There had been a head-on collision between two trucks, but there was also a mammy-wagon involved and the carnage was enormous. Apart from the distorted remains of the steel cabs and chassis, and the smashed remnants of the ubiquitous wooden bodies that were fitted to all indigenously operated trucks and buses in Nibana, the road was littered with market produce and personal belongings. There was something else littering the road too; human bodies, dozens of them, lying in grotesque forms, many covered in blood. Some of the bodies were so badly mutilated they were beyond recognition; others were simply lying there as though sleeping. There were other people who had escaped injury altogether and they occupied themselves in trying to comfort the more seriously injured, but with no medical knowledge or equipment they could do little to help.
Mike pulled to the side of the road and instructed Bello to get on the radio to the local police post and ask them to arrange for the nearest hospital to send ambulances, doctors and equipment. He and Constable Rufai then approached the scene with trepidation.
Almost immediately, the people who had escaped injury began wailing and screaming at the two policemen, imploring them to do something about the seriously injured people lying in the road. With no equipment other than the first-aid box carried by all police vehicles, Mike decided that the best he could do was to assure the hapless survivors that he had requested help from the nearest police post. This seemed to calm them somewhat and Mike began the grim task of determining how many of the victims were actually alive. He began to examine the bodies lying in the road and, after a few moments, instructed the constable to do the same.
The majority of the passengers in the mammy-wagon had been women and children, and it sickened Mike Stevens to see the extent of the slaughter around him. Some were lying still and some were moaning, others were screaming in pain. Clearly, when the medics turned up, these were the people needing attention first. As Mike tried to sort some kind of priority list by writing numbers on pages torn from his notebook and placing them on the victim’s bodies where the medics would see them, the uninjured passengers began protesting at some of Mike’s decisions.

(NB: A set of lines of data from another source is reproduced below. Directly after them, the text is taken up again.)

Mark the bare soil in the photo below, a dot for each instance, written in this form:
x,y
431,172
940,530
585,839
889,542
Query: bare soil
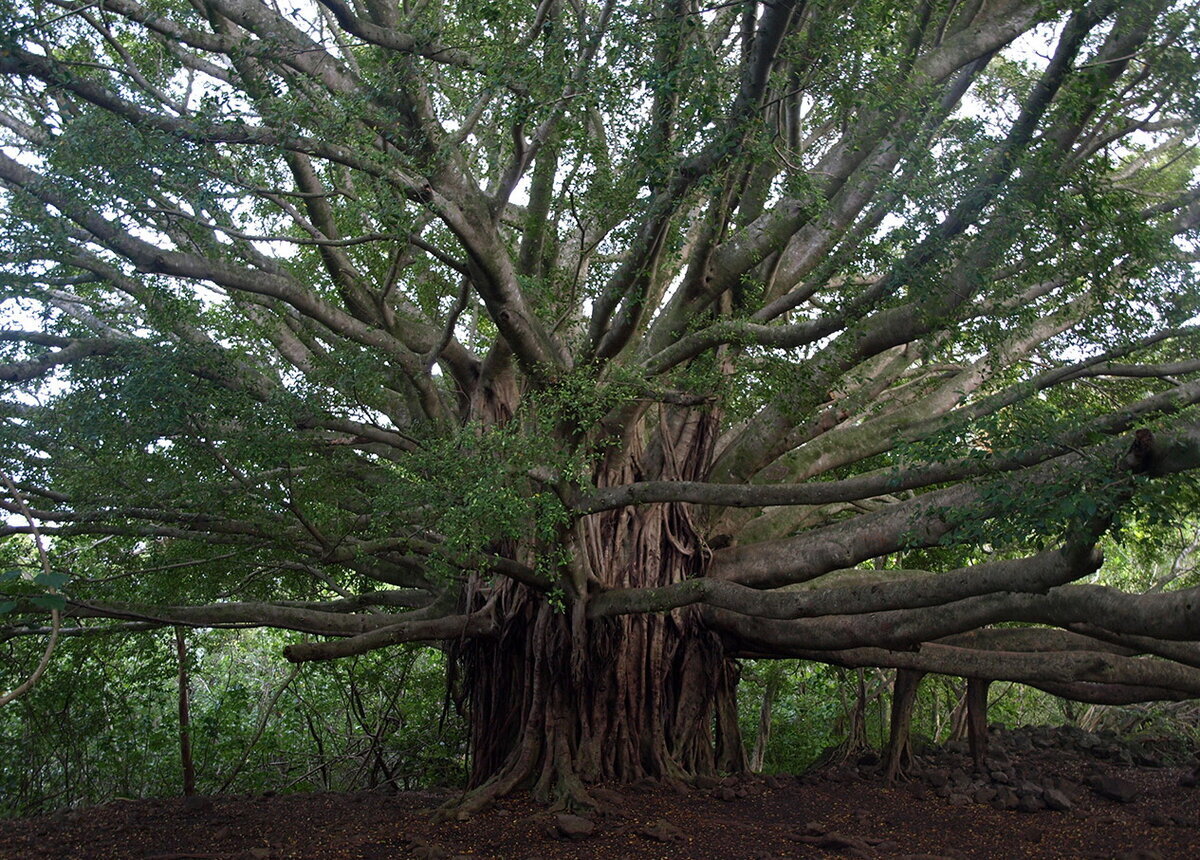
x,y
942,809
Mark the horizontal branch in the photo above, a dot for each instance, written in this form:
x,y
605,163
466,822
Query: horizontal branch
x,y
1083,675
1037,573
451,627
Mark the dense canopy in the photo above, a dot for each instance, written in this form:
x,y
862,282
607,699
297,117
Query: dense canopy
x,y
604,343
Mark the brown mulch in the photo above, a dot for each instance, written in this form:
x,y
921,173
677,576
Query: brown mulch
x,y
840,811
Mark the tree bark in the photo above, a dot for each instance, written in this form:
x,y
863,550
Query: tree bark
x,y
977,720
557,699
904,697
185,728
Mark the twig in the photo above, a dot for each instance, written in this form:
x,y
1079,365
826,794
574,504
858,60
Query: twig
x,y
55,617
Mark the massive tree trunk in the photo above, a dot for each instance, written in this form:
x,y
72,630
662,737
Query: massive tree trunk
x,y
558,701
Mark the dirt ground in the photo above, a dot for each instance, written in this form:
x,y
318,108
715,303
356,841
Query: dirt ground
x,y
1045,795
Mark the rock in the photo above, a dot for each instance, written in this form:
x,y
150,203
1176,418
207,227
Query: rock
x,y
1030,803
574,827
984,794
1056,800
1115,788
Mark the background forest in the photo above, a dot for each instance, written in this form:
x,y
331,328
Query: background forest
x,y
103,722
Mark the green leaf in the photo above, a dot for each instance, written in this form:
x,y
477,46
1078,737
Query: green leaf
x,y
49,601
52,579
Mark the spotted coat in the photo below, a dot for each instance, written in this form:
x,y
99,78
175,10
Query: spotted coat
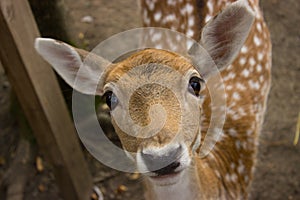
x,y
247,83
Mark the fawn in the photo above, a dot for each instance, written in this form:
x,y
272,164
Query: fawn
x,y
237,40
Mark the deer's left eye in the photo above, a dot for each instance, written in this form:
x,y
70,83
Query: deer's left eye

The constant panicky chatter from these people began to irritate him and Mike ordered them to sit at the side of the road and be quiet. He was more than aware that he may be making wrong decisions, but he felt he had to do something so not to waste the medics’ time.
Mike had counted fifty-four people at the scene. The two truck drivers were dead in their cabs along with six others who had obviously been passengers in both trucks, their mangled bodies hanging in grotesque poses amongst the distorted metal and therefore Mike wasted no further time on them.
From the way in which the vehicles had ended up in the road, it was clear the mammy-wagon had tried to overtake one of the trucks, but couldn’t make it before the other truck, approaching from the opposite direction, hit both the mammy-wagon and the truck it was overtaking. It was the old, old story, Mike had seen the result of reckless overtaking many times before, and he shook his head in sadness at the waste of life and the stupidity of it all[…]

1 Understand/know.
2A bribe, but it can also mean a gratuity.